Although there is an increasing interest in accreditation processes,8 app libraries9,10 and frameworks to support clinicians in recommending mental health apps,11 personal searches on commercial app stores operated by the major smartphone platform providers remain a common method for discovering mental health apps.12 In this setting, marketing materials provided by developers are a principal source of information to inform consumer or clinician choice. The format of this material is standardised for commercial app stores, consisting of a written app description and, optionally, screenshots or videos of app functions.
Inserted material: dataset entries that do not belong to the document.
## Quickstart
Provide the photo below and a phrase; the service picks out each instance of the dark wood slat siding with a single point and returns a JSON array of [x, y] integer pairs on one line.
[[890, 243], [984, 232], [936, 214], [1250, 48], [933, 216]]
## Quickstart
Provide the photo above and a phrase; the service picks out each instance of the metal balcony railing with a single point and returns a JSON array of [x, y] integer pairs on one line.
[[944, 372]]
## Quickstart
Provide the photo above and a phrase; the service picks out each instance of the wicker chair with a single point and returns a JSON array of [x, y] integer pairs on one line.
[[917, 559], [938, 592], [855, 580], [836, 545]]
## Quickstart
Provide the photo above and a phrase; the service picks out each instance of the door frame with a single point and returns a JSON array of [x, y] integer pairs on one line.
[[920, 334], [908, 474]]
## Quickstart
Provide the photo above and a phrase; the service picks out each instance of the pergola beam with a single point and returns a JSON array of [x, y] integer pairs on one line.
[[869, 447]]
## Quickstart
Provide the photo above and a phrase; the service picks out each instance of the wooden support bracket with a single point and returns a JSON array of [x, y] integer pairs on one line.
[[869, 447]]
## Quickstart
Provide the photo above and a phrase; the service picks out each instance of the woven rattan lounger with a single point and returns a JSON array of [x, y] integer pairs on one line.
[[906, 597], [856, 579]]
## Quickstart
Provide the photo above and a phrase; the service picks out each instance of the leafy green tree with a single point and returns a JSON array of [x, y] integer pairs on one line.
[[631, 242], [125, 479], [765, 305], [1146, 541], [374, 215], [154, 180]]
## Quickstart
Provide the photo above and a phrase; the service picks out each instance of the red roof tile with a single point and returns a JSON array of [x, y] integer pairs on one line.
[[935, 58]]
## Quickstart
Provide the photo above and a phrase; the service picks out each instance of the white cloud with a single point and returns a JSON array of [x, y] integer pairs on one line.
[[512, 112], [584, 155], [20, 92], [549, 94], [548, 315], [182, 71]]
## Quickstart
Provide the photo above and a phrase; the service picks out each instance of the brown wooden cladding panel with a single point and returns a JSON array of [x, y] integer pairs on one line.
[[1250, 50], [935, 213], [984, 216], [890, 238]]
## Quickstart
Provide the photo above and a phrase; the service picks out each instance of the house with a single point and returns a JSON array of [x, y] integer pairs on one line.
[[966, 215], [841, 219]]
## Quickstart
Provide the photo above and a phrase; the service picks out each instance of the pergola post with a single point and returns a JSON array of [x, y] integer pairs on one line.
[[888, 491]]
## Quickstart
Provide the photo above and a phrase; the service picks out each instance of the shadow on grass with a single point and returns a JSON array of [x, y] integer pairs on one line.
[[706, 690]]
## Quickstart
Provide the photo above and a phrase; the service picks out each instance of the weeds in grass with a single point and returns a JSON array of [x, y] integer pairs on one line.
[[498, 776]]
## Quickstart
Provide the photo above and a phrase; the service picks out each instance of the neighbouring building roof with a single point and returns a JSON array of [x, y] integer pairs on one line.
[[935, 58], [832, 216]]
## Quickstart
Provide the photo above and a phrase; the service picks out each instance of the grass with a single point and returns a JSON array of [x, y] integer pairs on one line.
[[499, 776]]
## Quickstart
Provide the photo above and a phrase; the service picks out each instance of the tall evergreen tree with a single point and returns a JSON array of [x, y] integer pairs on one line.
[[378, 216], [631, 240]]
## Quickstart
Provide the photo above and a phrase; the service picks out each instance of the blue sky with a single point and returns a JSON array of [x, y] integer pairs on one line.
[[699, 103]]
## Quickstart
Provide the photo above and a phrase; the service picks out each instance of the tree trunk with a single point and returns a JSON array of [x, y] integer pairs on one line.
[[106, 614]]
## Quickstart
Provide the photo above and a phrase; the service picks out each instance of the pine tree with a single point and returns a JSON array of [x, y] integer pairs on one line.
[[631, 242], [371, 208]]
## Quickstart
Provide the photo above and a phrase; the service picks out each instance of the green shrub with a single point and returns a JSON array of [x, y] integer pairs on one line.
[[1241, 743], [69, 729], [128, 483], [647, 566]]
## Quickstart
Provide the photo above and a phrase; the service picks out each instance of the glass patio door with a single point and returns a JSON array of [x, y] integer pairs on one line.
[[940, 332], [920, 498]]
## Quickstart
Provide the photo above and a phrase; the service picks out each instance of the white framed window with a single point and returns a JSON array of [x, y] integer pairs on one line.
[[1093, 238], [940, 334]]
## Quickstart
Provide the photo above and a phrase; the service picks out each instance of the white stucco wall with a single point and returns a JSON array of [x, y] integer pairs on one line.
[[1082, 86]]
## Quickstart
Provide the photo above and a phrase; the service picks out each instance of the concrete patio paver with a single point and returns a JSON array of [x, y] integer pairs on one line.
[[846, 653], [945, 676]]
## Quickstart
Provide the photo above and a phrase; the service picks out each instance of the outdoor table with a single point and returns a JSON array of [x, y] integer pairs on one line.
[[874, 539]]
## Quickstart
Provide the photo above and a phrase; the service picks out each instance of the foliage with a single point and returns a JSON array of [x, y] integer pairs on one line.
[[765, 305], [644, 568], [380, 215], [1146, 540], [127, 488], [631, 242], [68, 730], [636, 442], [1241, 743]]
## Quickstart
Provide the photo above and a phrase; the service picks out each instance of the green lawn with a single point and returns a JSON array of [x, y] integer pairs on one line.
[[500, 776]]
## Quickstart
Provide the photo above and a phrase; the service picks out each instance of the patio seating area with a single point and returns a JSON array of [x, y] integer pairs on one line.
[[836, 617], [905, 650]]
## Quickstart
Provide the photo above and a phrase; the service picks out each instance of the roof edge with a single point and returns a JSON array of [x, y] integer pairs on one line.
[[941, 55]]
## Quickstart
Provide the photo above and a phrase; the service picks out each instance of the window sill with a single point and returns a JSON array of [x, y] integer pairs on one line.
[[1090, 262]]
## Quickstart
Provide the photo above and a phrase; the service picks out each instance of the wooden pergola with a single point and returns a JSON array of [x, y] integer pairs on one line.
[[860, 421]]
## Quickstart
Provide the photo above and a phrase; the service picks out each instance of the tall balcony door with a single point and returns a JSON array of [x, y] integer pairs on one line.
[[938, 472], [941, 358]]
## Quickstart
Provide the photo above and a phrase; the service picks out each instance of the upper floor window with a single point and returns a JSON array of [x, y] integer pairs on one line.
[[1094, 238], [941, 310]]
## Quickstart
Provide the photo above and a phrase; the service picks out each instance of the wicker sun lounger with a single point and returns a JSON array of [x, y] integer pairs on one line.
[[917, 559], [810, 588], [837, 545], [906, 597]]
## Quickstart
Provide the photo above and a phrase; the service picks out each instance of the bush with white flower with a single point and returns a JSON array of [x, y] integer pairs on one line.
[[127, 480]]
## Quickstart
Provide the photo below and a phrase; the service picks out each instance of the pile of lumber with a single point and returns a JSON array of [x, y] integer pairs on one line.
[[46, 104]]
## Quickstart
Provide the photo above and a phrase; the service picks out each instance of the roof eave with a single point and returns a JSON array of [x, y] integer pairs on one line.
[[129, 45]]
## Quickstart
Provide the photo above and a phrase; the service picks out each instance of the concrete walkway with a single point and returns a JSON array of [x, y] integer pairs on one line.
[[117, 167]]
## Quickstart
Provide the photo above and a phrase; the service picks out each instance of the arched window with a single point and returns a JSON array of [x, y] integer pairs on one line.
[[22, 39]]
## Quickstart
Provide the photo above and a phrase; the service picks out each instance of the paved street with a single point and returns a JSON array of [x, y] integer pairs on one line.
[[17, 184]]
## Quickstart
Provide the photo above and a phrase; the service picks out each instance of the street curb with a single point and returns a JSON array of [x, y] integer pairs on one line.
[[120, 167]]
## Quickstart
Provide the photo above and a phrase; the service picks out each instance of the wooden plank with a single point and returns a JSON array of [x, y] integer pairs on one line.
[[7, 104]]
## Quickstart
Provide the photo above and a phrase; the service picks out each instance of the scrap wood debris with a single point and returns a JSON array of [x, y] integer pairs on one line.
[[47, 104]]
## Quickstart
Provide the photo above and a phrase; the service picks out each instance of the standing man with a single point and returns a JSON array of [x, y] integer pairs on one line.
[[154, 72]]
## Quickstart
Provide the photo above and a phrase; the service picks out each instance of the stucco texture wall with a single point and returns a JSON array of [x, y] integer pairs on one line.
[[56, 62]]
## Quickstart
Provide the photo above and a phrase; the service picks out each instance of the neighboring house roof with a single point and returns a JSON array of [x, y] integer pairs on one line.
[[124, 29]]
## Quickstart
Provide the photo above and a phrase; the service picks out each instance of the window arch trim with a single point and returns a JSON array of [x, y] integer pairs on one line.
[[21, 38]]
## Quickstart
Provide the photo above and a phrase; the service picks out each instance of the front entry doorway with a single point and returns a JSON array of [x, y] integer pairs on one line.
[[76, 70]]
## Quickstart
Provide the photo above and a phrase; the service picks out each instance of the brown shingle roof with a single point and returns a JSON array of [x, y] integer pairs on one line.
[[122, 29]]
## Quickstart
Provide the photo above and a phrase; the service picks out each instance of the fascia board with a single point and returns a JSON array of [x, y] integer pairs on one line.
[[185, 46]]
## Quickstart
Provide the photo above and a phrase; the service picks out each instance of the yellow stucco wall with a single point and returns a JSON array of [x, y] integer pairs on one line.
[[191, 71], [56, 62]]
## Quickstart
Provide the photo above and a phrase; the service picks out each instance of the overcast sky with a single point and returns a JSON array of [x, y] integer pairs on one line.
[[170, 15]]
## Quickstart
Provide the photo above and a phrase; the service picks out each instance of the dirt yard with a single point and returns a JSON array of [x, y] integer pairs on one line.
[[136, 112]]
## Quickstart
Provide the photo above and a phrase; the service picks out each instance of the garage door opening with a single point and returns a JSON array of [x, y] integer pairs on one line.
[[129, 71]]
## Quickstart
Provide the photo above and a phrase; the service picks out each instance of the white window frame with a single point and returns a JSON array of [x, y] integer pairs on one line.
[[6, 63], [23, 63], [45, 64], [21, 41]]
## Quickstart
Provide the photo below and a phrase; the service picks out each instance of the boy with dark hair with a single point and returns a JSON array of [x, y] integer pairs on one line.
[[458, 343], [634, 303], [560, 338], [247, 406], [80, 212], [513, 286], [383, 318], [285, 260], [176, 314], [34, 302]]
Within this restricted context, the extent to which scientific evidence is presented as a potential marker of quality for health apps is unclear. A preliminary investigation by the authors previously reported that, for apps clinically relevant for depression, 38% of app store descriptions included wording related to claims of effectiveness, whereas only 2.6% provided evidence to substantiate such claims.13

This study aims to extend this preliminary analysis to further understand how scientific evidence is currently used to market and sell mental health apps by (i) examining the types of claims made by mental health apps and, specifically, estimating the proportion of apps that invoke claims of effectiveness; (ii) describing the types of supporting statements used to justify claims and, specifically, estimating the proportion of apps which invoke scientific principles; and (iii) assessing the credibility of scientific principles that are used as supporting statements. Insight into methods used to present apps on commercial stores has the potential to inform government and professional efforts to establish curated libraries for health apps, as well as develop our understanding of translational gaps between mHealth research and developer practices.

Results

Search and screening

A total of 1435 apps were identified through searches of the app stores (see Table 1). Three hundred and fifty apps were screened for eligibility – representing the top 40 ranked apps in each search, except where fewer iOS apps were returned for schizophrenia, self-harm and substance use. Inter-rater reliability for the binary choice to include or exclude each app was measured using Cohen’s kappa at 0.78, suggesting moderate agreement. Following screening for eligibility and removal of duplicates across search terms and platforms, 76 platform-independent apps were retained for coding. During the coding process, an additional three apps were identified as being targeted at clinicians or health professionals; excluding these apps resulted in 73 apps being retained for full coding.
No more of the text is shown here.